Dobra, zacząłem więc czytać tę książkę i co mi się z miejsca rzuciło w oczy? Co najbardziej zwracało moją uwagę już po kilkunastu stronach, potem w jeszcze większym stopniu po kilkudziesięciu, by nie zmienić się aż do samego końca lektury? Brak napięcia. Brak tego, że nie chce się odłożyć książki nawet nie dlatego, że jest dobrze napisana (swoją drogą gdy idzie o styl też jakoś super dobrze nie było), ma ciekawych bohaterów (tu było ciut lepiej), ale dlatego, że tekst ekscytuje nas, trzyma nas przy sobie po prostu niezależnie od ewentualnych innych zalet powieści. No, tak, zwyczajnie trzyma nas przy sobie, są thrillery spełniające ten wymóg i, do diaska, jest to chyba dość podstawowa rola tego typu literatury. Napięcia nie było w pierwszym rzędzie na takim najbardziej podstawowym poziomie, po prostu rozdziały kończyły się zazwyczaj nijak, bez tego charakterystycznego podkręcenia akcji. Nie wiem, może wcześniej rozpieszczono mnie i zwyczajnie przywykłem, że we współczesnych powieściach mniej lub bardziej sensacyjnych to jest już jakaś tam norma. Zwłaszcza w takim razie powinienem się tego chyba spodziewać w książce o której billboardy w warszawskim metrze krzyczą że to „Thriller o którym mówi cały świat!!!”...
Co ciekawe dość szybko dostałem od autora znak, że ów brak napięcia na pierwszych stronach nie był jakimś celowym pomysłem, świadomie zastosowanym chwytem. Bo mogło by przecież tak być, na początku książki mamy spokój, wydarzenia po prostu następują sennie, w każdym razie spokojnie, jedno po drugim, a od któregoś tam momentu zaczyna się rollercoaster. No, ale w tym wypadku tak ewidentnie nie było, wiedziałem to już dość wcześnie zwyczajnie stąd, że blisko początku tekstu pisarz umieścił coś, co miało być takim właśnie mocnym podbiciem akcji (tak, mam na myśli scenę z rysunkami na świetlicy). Czyli North chciał mieć takie podbicia, chciał, by czytelnik się nimi ekscytował już od początku lektury. To czemu prawie ich nie dawał?

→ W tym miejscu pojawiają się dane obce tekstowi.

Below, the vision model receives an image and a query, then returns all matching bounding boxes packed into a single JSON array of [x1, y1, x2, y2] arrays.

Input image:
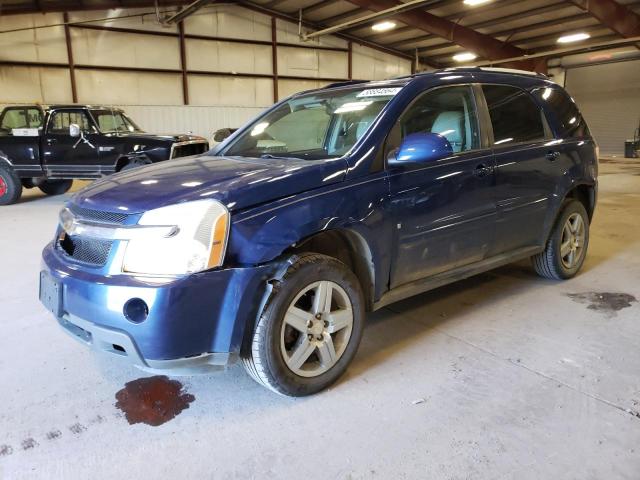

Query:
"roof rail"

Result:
[[322, 80, 370, 90], [393, 66, 549, 80]]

Takich podbić jest w całym tekście kilka (w szczególności wymienić trzeba to z Pete'em oraz to z Karen – a raczej z tożsamością obojga bohaterów) i mam silne przekonanie, że autor bardzo pragnął, byśmy byli pod ich olbrzymim wrażeniem. Nie jesteśmy, przynajmniej ja nie byłem. Rzecz interesująca, że pisarz buduje je często bardzo... no, nie chcę użyć słowa „mozolnie”, ale bardzo dużym nakładem pracy. To widzimy, widzimy, że mieliśmy według zamiaru pisarza w pewnym momencie przypominać sobie, jak to nas naprowadzał na daną informację będącą bazą dla fabularnego twista i... I raczej jesteśmy tymi wysiłkami rozbawieni niż poruszeni.

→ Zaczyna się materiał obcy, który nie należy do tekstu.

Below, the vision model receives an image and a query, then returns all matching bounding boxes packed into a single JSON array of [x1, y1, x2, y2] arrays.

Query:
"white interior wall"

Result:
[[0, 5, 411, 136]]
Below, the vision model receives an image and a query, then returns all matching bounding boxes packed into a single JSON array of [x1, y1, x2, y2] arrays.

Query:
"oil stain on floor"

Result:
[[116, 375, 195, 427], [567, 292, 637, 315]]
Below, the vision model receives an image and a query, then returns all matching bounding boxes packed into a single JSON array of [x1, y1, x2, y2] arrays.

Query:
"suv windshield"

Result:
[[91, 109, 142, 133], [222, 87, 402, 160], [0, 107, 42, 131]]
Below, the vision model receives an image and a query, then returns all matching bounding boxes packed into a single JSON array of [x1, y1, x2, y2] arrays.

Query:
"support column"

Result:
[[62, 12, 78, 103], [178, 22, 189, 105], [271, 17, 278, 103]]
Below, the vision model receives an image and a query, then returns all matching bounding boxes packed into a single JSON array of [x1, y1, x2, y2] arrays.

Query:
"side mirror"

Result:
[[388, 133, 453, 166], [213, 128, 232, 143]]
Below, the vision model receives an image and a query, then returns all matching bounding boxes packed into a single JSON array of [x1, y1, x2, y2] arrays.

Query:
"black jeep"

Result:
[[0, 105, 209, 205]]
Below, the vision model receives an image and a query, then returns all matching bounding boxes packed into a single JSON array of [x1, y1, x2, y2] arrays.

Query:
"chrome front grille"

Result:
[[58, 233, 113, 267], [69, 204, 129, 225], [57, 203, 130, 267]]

Osobnej wzmianki wymaga kwestia narracji w powieści. Mamy polifonię głosów, przeplatanie się narracji pierwszo- i trzecioosobowej. I chaos. W dobrej powieści to jest, przynajmniej ma takie wrażenie, zrobione w ten sposób, że w tej polifonii jest zachowana jakaś tam równowaga, głosu mają podobne znaczenie, a jeżeli np. jakiś dołącza się nagle, to to jego dołączenie się jest w naszym, czytelników, pojęciu uzasadnione. Tu nie. Po prostu są różne punkty widzenia, jak się jakiś autorowi nasunął i tyle.
Aha, kwestia tej sceny z środka. Tak, około połowy powieści mamy bardzo mroczną scenę, w zasadzie rodem z czystego horroru. Scenę wyraźnie wyróżniającą się w tekście, mocną i mroczną. Można by się spodziewać, że jej pojawienie się zmieni jakoś charakter całej książki, że jeśli teraz nagle jest takie uderzenie, no to nie pozostanie ono bez wpływu na następne strony. Nic z tych rzeczy, po chwili dalej mamy po prostu zmagania samotnego ojca i policyjne śledztwo. Pojawia się więc pytanie: „po co?” „Po co było ładować coś takiego w ten kryminał, z jakiego powodu to się tam znalazło, poza tym, że pisarz akurat miał taką wizję?” Wie ktoś, zna ktoś odpowiedź? Okey (notabene słowo „Okey” sponsoruje ten tekst, postacie bardzo je lubią :)) może być tak, że przełamujemy akcję sceną wyraźnie inną niż pozostałe. Ale ja nijak tego w ten sposób nie odczułem.
Ten brak napięcia przenosi o którym tyle pisałem powyżej przenosi się na rozwiązanie dramatu. Winnym okazuje się pan x, którego motywy szczególnie uzasadnione nie są, to swoją drogą, ale, co gorsza, przechodzimy – my, czytelnicy – mentalnie całkowicie obok końcowej rozróby. Niby jest bijatyka, interwencja policji, ale ja przynajmniej byłem totalnie poza tym. Za to plusik za samo takie najściślejsze zakończenie, z pomysłem i nawet poruszające.